Approximately 1 percent of babies born in the United States are conceived through in vitro fertilization (IVF). IVF is generally considered safe, but several studies have identified short-term health risks, including neurological problems in children conceived by IVF, warranting longer follow-up studies. A recent study in Human Reproduction examined cognitive function in children conceived by IVF and found these children to consistently outperform their naturally-conceived peers on standardized tests.
The study contacted Iowa families with IVF-conceived children who were currently eight to 17 years old. Parents were mailed questionnaires about their kids’ educational development. They were asked if their child had skipped or been held back a grade, received remedial or advanced education, or been given a diagnosis of attention deficit or autism. Parents were also asked about their own highest level of completed education. Of 497 couples contacted, 295 couples with 463 children agreed to participate in the study. The majority of parents were white, college educated, and still married.
Using the results of the Iowa Tests of Basic Skills (grades 3 to 8) and Educational Development (grades 9 to 12), the study compared the scores of children conceived by IVF to those of a group of naturally conceived children matched by grade, year, gender, and school district. Both tests’ scores included subtest scores for reading, math, language, and a composite of the three, or core total. Scores were also obtained for vocabulary, which is found to strongly correlate with IQ.

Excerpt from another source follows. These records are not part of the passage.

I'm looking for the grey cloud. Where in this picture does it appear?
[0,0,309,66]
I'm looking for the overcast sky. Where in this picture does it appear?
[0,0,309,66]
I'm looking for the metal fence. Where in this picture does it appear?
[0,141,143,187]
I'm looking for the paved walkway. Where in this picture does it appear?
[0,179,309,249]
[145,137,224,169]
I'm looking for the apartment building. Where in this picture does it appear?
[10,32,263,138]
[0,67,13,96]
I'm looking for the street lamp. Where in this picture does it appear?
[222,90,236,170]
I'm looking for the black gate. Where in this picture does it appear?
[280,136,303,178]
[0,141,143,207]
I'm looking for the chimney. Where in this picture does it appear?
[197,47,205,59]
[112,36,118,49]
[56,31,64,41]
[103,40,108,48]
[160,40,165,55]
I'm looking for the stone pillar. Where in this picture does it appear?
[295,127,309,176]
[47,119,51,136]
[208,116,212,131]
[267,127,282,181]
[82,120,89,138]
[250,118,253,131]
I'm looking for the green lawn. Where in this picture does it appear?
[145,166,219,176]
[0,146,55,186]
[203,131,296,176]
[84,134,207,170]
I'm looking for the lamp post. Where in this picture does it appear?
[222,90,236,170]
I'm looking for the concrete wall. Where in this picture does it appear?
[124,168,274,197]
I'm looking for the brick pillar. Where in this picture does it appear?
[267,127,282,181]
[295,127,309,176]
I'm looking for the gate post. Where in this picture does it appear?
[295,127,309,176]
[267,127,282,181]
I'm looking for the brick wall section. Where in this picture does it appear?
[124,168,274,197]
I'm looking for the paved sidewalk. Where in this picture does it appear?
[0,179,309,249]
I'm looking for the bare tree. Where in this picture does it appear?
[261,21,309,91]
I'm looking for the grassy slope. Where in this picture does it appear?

The study found that IVF kids outperformed their matched peers on all subtests and across all grades. Among IVF children, the study also found several statistically significant associations among parent/child factors and test scores:
- Higher education levels of parents result in higher reading and vocabulary scores
- Older age of mother results in higher reading, math, language, core total, and vocabulary scores
- Lower current body mass index (BMI) of child results in higher language and core total scores
- Having divorced parents results in lower total scores overall
While the study benefited from the validity provided by a large sample size and objective measure of cognitive ability, there is always more to the findings than numbers alone. Researchers suggest that more privileged socioeconomic status and higher levels of parental involvement among IVF families could account, in part, for these kids’ higher test scores. The study findings are certainly reassuring, however, in suggesting that IVF does not have a negative effect on cognitive development. Looks like they don’t call them test tube babies for nothing!